Transcribed from hand-written notes-
13 April Reflections:
Students mentioned that shortly after they attended the ‘Advanced
SA Course’ (re: class took place on 2/23-2/25,) they got the chance to apply
some of the skills (trouble-shooting & fixes) they learned in the
class. They explained that they wouldn’t
have known what to do without the knowledge they gained from the class. They would have been stuck with a broken
system, but instead they were able to recover and enable positive system
function.
5/1/2015 further reflection:
I am so pleased that every time I have a chance to interact
with these students (totaling 6-7+ weeks over 8 months, of often at least 5-9
hours each day) they show that they are progressing and able to apply concepts
they have learned in the past.

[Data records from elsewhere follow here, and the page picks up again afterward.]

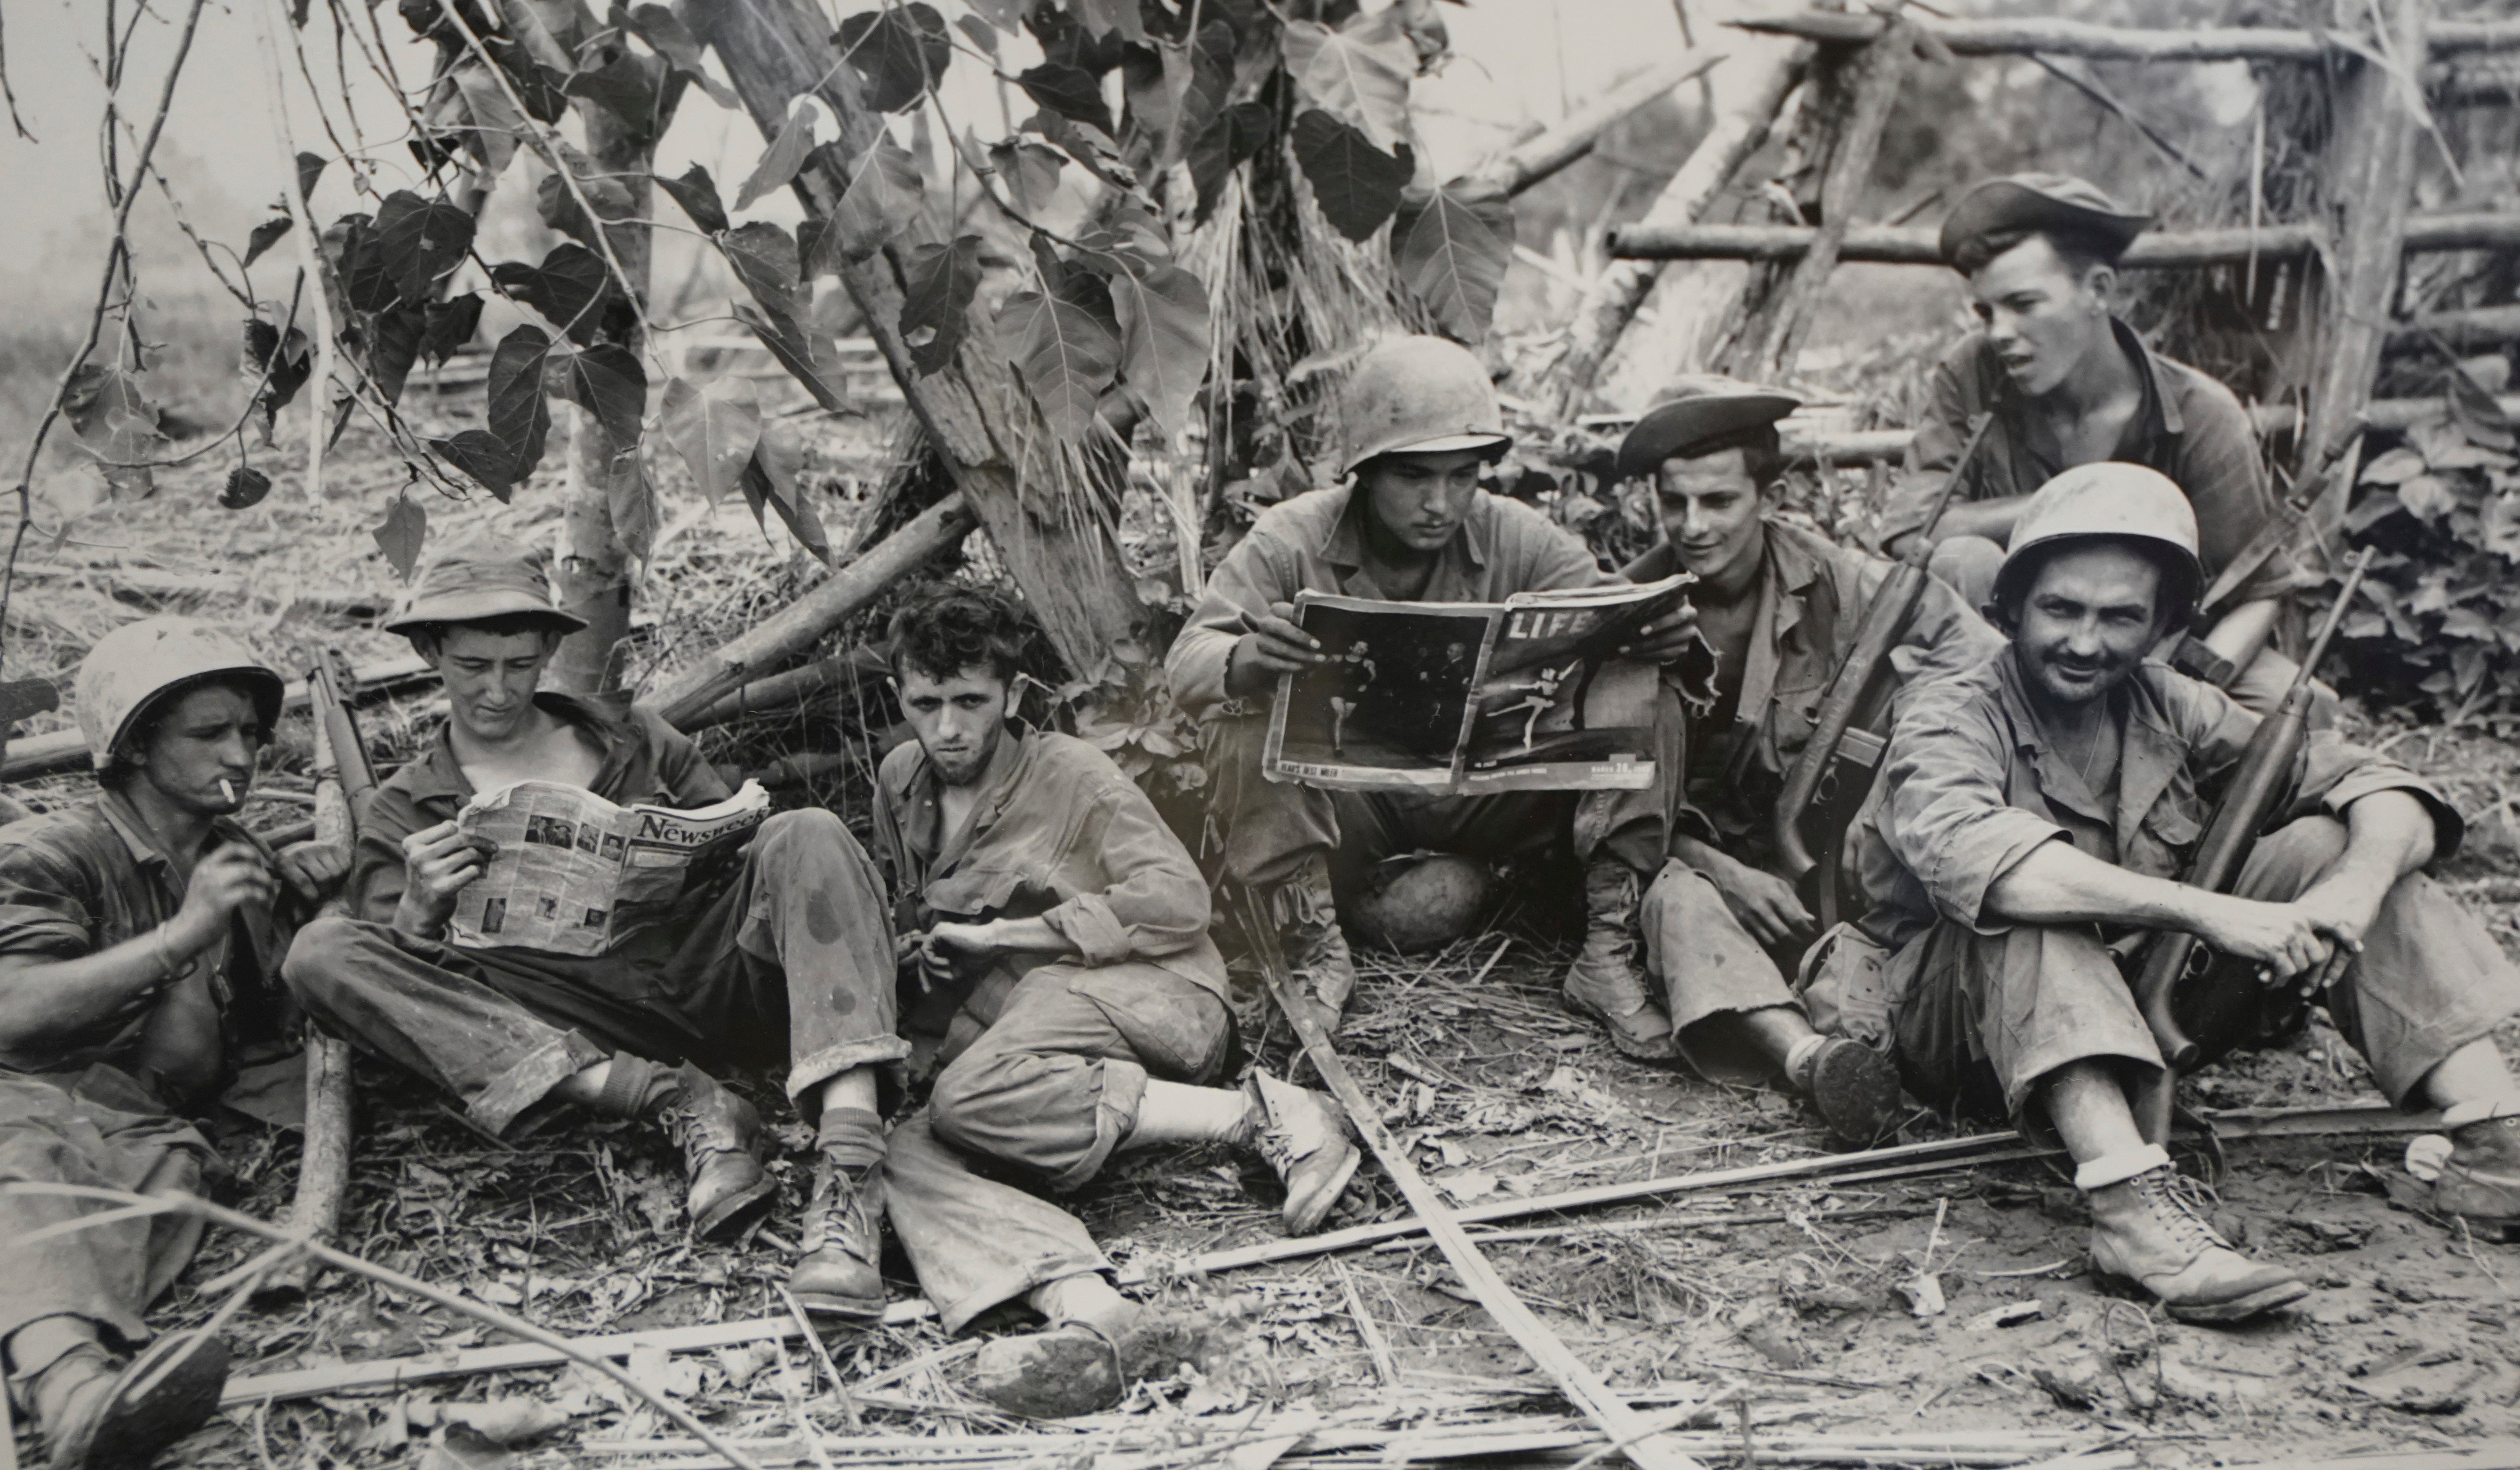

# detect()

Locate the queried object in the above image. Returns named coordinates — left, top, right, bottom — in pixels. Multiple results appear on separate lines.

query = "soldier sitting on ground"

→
left=1166, top=335, right=1701, bottom=1044
left=1611, top=381, right=2004, bottom=1139
left=872, top=586, right=1357, bottom=1419
left=1859, top=464, right=2520, bottom=1324
left=1, top=618, right=347, bottom=1469
left=1887, top=174, right=2315, bottom=715
left=280, top=543, right=903, bottom=1312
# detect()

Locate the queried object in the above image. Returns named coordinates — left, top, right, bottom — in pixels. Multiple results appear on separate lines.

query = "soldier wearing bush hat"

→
left=1606, top=379, right=2000, bottom=1139
left=1860, top=461, right=2520, bottom=1325
left=1888, top=171, right=2314, bottom=718
left=284, top=539, right=910, bottom=1315
left=0, top=616, right=354, bottom=1468
left=1165, top=334, right=1702, bottom=1043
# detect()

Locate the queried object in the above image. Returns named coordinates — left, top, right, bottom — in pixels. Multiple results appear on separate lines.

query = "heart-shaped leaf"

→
left=421, top=293, right=484, bottom=366
left=1281, top=10, right=1415, bottom=151
left=1291, top=109, right=1408, bottom=241
left=452, top=62, right=523, bottom=177
left=432, top=428, right=518, bottom=499
left=557, top=343, right=647, bottom=446
left=491, top=243, right=612, bottom=346
left=1393, top=186, right=1514, bottom=343
left=656, top=162, right=730, bottom=237
left=739, top=419, right=832, bottom=563
left=997, top=288, right=1120, bottom=441
left=900, top=235, right=984, bottom=376
left=219, top=465, right=273, bottom=510
left=295, top=151, right=328, bottom=201
left=369, top=191, right=476, bottom=308
left=1189, top=101, right=1273, bottom=224
left=1017, top=62, right=1114, bottom=138
left=1101, top=254, right=1210, bottom=439
left=720, top=221, right=805, bottom=326
left=367, top=303, right=428, bottom=407
left=834, top=3, right=952, bottom=112
left=485, top=324, right=559, bottom=493
left=735, top=96, right=823, bottom=211
left=734, top=304, right=846, bottom=413
left=2399, top=472, right=2460, bottom=521
left=563, top=51, right=669, bottom=138
left=536, top=162, right=638, bottom=254
left=242, top=318, right=313, bottom=433
left=242, top=215, right=293, bottom=270
left=989, top=138, right=1067, bottom=214
left=661, top=376, right=763, bottom=505
left=820, top=133, right=925, bottom=265
left=374, top=494, right=428, bottom=579
left=621, top=3, right=738, bottom=107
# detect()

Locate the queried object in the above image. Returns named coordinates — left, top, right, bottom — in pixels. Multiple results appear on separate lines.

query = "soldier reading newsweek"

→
left=1888, top=175, right=2314, bottom=715
left=1167, top=335, right=1700, bottom=1049
left=872, top=587, right=1357, bottom=1418
left=1611, top=381, right=2003, bottom=1139
left=281, top=544, right=903, bottom=1313
left=0, top=618, right=347, bottom=1469
left=1860, top=464, right=2520, bottom=1323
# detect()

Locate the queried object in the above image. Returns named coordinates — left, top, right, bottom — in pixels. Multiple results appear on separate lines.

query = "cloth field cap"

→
left=75, top=615, right=286, bottom=771
left=1939, top=173, right=2156, bottom=270
left=384, top=541, right=588, bottom=637
left=1337, top=335, right=1512, bottom=476
left=1615, top=376, right=1802, bottom=482
left=1993, top=462, right=2203, bottom=620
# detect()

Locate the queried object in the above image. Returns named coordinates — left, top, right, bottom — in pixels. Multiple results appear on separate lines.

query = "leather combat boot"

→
left=788, top=1154, right=887, bottom=1318
left=25, top=1332, right=228, bottom=1470
left=656, top=1063, right=775, bottom=1240
left=1246, top=1071, right=1360, bottom=1234
left=1785, top=1035, right=1903, bottom=1145
left=1279, top=854, right=1357, bottom=1035
left=1561, top=860, right=1677, bottom=1060
left=2435, top=1111, right=2520, bottom=1241
left=2085, top=1155, right=2307, bottom=1324
left=968, top=1299, right=1206, bottom=1418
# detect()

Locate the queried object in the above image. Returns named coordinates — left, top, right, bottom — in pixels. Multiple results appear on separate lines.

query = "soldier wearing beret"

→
left=1612, top=382, right=2003, bottom=1139
left=1885, top=174, right=2315, bottom=717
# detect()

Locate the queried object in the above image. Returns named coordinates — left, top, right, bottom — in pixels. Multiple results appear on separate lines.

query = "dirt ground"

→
left=13, top=415, right=2520, bottom=1470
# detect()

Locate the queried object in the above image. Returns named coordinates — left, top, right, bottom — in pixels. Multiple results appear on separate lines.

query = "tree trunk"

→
left=696, top=0, right=1142, bottom=679
left=549, top=81, right=655, bottom=692
left=1514, top=36, right=1805, bottom=415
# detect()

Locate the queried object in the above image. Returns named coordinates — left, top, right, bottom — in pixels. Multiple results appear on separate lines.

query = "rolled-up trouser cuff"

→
left=786, top=1035, right=913, bottom=1105
left=1048, top=1056, right=1148, bottom=1194
left=2074, top=1144, right=2170, bottom=1190
left=1642, top=861, right=1799, bottom=1086
left=935, top=1251, right=1115, bottom=1335
left=472, top=1030, right=607, bottom=1135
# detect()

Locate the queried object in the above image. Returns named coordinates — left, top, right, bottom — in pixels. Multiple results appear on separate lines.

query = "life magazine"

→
left=446, top=780, right=772, bottom=956
left=1262, top=574, right=1695, bottom=795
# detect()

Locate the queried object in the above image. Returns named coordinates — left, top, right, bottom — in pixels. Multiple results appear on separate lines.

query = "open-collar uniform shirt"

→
left=1167, top=484, right=1608, bottom=720
left=874, top=727, right=1227, bottom=1000
left=1625, top=519, right=2004, bottom=869
left=349, top=692, right=728, bottom=927
left=1887, top=319, right=2312, bottom=612
left=1859, top=650, right=2459, bottom=952
left=0, top=790, right=285, bottom=1078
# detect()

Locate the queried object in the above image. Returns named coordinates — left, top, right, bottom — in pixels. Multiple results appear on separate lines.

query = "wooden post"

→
left=1517, top=35, right=1807, bottom=414
left=2299, top=0, right=2434, bottom=528
left=1724, top=22, right=1912, bottom=382
left=695, top=0, right=1142, bottom=679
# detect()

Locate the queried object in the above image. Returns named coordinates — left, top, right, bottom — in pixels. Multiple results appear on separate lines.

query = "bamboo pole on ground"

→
left=1608, top=212, right=2520, bottom=264
left=1517, top=35, right=1808, bottom=416
left=1730, top=9, right=2518, bottom=62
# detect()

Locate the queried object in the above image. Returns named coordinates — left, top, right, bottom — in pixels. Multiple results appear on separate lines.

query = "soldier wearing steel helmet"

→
left=1166, top=336, right=1700, bottom=1037
left=0, top=616, right=349, bottom=1469
left=1887, top=174, right=2316, bottom=716
left=1856, top=463, right=2520, bottom=1324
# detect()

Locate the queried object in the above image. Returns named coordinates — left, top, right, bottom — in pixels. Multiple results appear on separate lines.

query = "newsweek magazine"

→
left=1262, top=574, right=1694, bottom=795
left=445, top=780, right=772, bottom=956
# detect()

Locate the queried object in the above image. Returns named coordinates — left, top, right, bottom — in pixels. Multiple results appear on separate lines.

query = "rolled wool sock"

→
left=2073, top=1143, right=2173, bottom=1192
left=1781, top=1034, right=1829, bottom=1094
left=817, top=1107, right=887, bottom=1173
left=1126, top=1079, right=1258, bottom=1149
left=2441, top=1092, right=2520, bottom=1129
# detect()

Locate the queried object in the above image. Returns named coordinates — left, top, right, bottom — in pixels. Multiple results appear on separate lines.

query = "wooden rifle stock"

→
left=2135, top=550, right=2374, bottom=1071
left=1772, top=413, right=1993, bottom=882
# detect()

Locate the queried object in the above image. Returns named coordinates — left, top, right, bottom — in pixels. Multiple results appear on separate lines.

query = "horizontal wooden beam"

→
left=1732, top=11, right=2520, bottom=62
left=2388, top=303, right=2520, bottom=349
left=1608, top=212, right=2520, bottom=265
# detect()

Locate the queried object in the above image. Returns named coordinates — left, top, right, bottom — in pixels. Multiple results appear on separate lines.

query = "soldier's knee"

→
left=926, top=1047, right=1021, bottom=1153
left=279, top=915, right=365, bottom=996
left=1928, top=536, right=2005, bottom=610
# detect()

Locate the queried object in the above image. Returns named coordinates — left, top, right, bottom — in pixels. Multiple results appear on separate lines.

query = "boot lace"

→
left=2136, top=1167, right=2232, bottom=1255
left=801, top=1162, right=877, bottom=1259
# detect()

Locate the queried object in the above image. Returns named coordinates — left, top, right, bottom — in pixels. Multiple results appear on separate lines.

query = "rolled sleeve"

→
left=1042, top=892, right=1133, bottom=967
left=1881, top=699, right=2069, bottom=934
left=1167, top=531, right=1297, bottom=719
left=2295, top=732, right=2466, bottom=861
left=0, top=845, right=97, bottom=960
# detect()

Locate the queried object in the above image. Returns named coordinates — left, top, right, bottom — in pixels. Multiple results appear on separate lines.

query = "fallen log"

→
left=1730, top=10, right=2520, bottom=62
left=1, top=653, right=438, bottom=784
left=648, top=492, right=975, bottom=732
left=218, top=1102, right=2434, bottom=1409
left=2389, top=303, right=2520, bottom=348
left=685, top=652, right=881, bottom=732
left=1607, top=212, right=2520, bottom=265
left=1463, top=46, right=1728, bottom=197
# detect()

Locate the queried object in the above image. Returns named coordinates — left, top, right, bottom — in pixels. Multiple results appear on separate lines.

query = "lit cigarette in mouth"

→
left=219, top=779, right=238, bottom=806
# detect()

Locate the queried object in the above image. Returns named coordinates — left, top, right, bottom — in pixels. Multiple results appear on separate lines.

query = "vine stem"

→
left=2, top=1182, right=771, bottom=1470
left=0, top=0, right=211, bottom=761
left=254, top=0, right=342, bottom=506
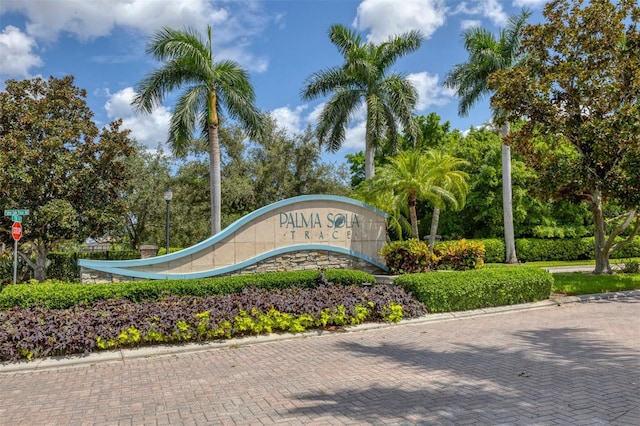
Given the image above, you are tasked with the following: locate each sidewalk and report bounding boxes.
[0,291,638,425]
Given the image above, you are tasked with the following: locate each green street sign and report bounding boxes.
[11,215,22,223]
[4,209,29,216]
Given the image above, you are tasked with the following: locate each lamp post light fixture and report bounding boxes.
[163,187,173,255]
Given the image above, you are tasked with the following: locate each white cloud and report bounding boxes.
[269,105,308,137]
[407,72,455,110]
[307,103,325,126]
[0,25,42,77]
[461,19,481,30]
[353,0,447,43]
[453,0,508,27]
[513,0,548,8]
[0,0,269,71]
[1,0,227,40]
[280,101,367,153]
[104,87,172,150]
[342,121,367,151]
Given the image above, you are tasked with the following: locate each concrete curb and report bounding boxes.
[1,289,639,374]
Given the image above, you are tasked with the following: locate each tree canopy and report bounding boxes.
[133,26,265,236]
[301,24,422,179]
[490,0,640,273]
[0,76,135,280]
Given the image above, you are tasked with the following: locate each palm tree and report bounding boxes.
[132,26,264,235]
[443,10,530,263]
[355,182,412,240]
[301,24,423,179]
[366,150,460,240]
[424,150,469,252]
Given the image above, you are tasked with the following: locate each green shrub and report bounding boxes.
[532,225,589,239]
[0,269,375,309]
[515,238,593,262]
[47,250,140,281]
[612,237,640,259]
[473,239,504,263]
[394,266,553,313]
[435,239,485,271]
[380,239,440,274]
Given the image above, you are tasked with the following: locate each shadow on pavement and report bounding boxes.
[287,306,640,424]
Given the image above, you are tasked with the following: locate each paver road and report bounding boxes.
[1,297,639,425]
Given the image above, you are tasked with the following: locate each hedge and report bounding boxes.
[0,269,375,310]
[394,266,553,313]
[47,250,140,281]
[465,236,640,263]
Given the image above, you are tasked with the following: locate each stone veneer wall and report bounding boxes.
[80,250,385,283]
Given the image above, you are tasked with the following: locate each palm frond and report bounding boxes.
[329,24,362,57]
[167,85,208,157]
[316,88,361,152]
[213,60,265,140]
[147,27,210,64]
[378,29,424,72]
[301,67,354,100]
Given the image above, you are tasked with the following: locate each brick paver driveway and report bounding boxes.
[1,297,639,425]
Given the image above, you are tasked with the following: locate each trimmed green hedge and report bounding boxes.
[0,269,375,310]
[47,250,140,281]
[394,266,553,313]
[467,236,640,263]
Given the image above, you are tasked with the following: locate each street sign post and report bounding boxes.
[11,222,22,285]
[3,210,29,284]
[12,222,22,241]
[4,209,29,216]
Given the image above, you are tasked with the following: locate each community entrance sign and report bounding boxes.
[79,195,389,283]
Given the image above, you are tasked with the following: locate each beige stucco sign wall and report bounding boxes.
[79,195,388,282]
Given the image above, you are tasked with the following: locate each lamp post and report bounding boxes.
[163,187,173,255]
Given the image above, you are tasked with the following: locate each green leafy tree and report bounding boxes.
[424,151,469,251]
[301,24,422,179]
[490,0,640,274]
[0,76,135,281]
[133,26,265,236]
[115,144,172,250]
[250,117,350,208]
[358,150,460,240]
[167,160,211,247]
[444,9,531,263]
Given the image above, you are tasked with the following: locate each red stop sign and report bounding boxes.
[12,222,22,241]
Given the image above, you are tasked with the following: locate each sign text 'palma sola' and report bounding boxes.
[279,211,360,240]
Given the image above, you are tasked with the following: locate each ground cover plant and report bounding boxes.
[0,269,374,309]
[0,284,426,362]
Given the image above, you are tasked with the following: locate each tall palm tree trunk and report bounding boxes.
[209,123,221,235]
[428,206,441,252]
[501,122,518,263]
[365,129,375,179]
[208,92,221,235]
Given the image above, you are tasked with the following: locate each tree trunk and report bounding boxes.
[365,126,375,179]
[591,188,612,274]
[501,123,518,264]
[208,92,221,235]
[209,123,221,235]
[408,192,419,239]
[18,242,50,282]
[428,206,441,252]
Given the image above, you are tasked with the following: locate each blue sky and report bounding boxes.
[0,0,548,165]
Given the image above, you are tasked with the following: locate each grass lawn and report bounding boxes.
[524,258,640,268]
[551,272,640,296]
[487,259,640,296]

Instructor
works more as a facilitator/observer, asking engaging questions that force
students to think through what they are trying to accomplish. Additionally, instructor engages in 1 on 1
conversation to constantly sharpen student’s system knowledge.
Acting as a ‘Coach,’
the instructor (me,) works to keep pushing each student so that they grow in
confidence of what they are doing and on how to make quick decisions. Students are growing in their deep
understanding of concepts they have learned and are getting used to the
constant drilling by their ‘Coach’ to provide answers to questions on a variety
of topics.
5/8/2015 further
reflection:
Instructor knows that he is hard on students, and that a ‘coaching’
approach may be too unconventional for use with some students but thus far it
seems to be working quite well. Students
appear happy to be challenged on material.
In general they appear to look forward to ‘what is going to be thrown at
them’. Coach and student relationship
has been successful because there is an understood respect for one-another, and
a pseudo-peer-expert view of one another.
Students and coach will take on challenges together, as they talk
through why they are doing what they doing with the software, experimentation,
trouble-shooting, etc. Student defers to
Coach on deeper system aspects; such as details, software interaction matters,
and system specification matters.
I have been working on allowing or forcing more breaks for
the students when working on the system.
I realize that a ‘coaching’ perspective with the drilling of many
questions and inquiries of them can be very tiring (rewarding for them, but
exhausting as well). So I have begun
leaving them for long periods (~20+ minutes) and/or talking to them about the
system away from the software… with hopes that this will enable them to feel
confidence in what they are working, and that they know what they are doing,
while having a Coach/SME that is around and available if needed.